LILONGWE (MaraPost)--Malawi government's newly coined concept, Zero-Aid Budget (ZAB) will have a major impact on tax revenues and the country's economic growth, economic analyst Chikavu Nyirenda has said.
Zero-Aid Budget, according to Nyirenda, is a creatively fangled expression that will see government drawing up a national budget to finance recurrent expenditure from domestically generated resources in form of tax and non-tax revenue.
"We are once again faced with a prospect of producing a budget on the assumption of no aid. We experienced with this new fangled concept under the Bingu wa Mutharika administration with the inappropriately names "Zero-Deficit Budget".

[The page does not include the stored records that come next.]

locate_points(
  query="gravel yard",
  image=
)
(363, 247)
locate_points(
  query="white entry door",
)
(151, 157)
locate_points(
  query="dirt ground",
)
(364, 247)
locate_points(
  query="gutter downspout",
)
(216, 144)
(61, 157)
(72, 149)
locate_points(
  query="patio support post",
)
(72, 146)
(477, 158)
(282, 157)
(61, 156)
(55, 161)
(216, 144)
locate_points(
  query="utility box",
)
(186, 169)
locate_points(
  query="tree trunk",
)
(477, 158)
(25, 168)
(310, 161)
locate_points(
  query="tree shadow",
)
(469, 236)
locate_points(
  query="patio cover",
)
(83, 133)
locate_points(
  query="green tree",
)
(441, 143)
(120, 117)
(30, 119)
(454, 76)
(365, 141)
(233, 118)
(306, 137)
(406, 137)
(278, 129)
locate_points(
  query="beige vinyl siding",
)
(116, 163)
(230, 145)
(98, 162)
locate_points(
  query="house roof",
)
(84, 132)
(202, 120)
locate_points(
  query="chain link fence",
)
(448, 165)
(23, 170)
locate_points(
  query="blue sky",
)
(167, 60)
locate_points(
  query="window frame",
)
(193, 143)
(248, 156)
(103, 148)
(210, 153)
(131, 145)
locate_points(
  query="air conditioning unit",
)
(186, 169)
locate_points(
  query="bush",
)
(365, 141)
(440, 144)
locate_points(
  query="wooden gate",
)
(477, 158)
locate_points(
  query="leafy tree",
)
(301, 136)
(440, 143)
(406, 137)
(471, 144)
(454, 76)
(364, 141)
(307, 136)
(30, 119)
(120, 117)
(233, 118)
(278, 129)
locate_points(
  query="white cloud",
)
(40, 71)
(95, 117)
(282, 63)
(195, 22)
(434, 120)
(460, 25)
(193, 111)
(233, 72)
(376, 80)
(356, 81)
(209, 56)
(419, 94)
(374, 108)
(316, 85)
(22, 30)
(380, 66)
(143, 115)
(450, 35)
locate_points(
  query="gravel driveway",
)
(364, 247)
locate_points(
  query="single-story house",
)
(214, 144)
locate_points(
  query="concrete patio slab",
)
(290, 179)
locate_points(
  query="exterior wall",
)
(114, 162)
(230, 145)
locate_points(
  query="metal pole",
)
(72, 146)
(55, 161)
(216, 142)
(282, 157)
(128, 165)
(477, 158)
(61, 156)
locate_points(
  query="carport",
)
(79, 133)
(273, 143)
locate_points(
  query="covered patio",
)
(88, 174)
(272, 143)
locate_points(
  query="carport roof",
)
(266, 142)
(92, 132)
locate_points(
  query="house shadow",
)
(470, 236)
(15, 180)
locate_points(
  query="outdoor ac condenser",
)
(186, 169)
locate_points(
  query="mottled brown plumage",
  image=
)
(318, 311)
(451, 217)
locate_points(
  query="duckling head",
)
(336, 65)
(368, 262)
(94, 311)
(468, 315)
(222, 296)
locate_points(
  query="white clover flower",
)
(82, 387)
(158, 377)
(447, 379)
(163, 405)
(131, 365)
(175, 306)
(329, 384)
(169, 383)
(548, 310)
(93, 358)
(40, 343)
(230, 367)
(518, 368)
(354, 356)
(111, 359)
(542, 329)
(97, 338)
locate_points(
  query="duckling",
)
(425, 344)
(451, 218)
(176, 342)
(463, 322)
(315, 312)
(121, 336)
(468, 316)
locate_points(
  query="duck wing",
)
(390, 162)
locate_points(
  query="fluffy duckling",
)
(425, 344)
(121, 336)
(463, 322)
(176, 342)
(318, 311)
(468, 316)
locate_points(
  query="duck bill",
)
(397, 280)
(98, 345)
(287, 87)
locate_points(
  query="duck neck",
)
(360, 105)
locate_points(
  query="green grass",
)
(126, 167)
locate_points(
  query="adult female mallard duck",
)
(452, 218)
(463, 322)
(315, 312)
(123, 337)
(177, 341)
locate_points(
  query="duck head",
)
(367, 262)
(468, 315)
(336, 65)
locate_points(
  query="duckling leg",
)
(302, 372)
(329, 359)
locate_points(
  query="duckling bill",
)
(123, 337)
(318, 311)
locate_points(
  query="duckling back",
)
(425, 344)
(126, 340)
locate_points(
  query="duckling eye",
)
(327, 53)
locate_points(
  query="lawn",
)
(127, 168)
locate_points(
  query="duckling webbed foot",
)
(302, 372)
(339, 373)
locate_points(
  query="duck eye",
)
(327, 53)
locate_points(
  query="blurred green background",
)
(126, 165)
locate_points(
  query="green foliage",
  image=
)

"And the results were, to say the least, disastrous. Whatever the case, the message is aloud and clear; no budgetary support to Malawi for the 2014/15 Fiscal Year and beyond if we keep handling finances in such a shoddy manner and fail to comprehensively address all the loopholes in the system that allow individuals to siphon billions of Malawi Kwachas from the public purse," said Nyirenda.
The 2014/15 budget is conservatively estimated to be in the region of K700 billion.
"Based on the ZAB principle of financing recurrent expenditure and with reference to the 70/30 percent standard observed in the current fiscal year, this means that government needs to raise approximately K500 billion," he claims.
This, according to him, will put pressure on the already high interest rates that have effectively stifled economic activity.
"In addition, this will against a back-drop off decreasing levels of business activity due to the ever-increasing cost of living and inflation that have eroded disposable incomes-given that practically 95 percent of revenues are from taxes, this will have a major impact on tax revenue," he explains.
Government also owes the private sector huge arrears running into billions and failure to settle these obligations will lead to scaling down of operations and closure of some business, he warns.
But Finance Minister Maxwell Mkwezalamba argues that the country has the capacity to implement ZAB with locally generated resources.
He said it is high time Malawians realised that donors are phasinng out donor support to most African countries due to global economic challenges.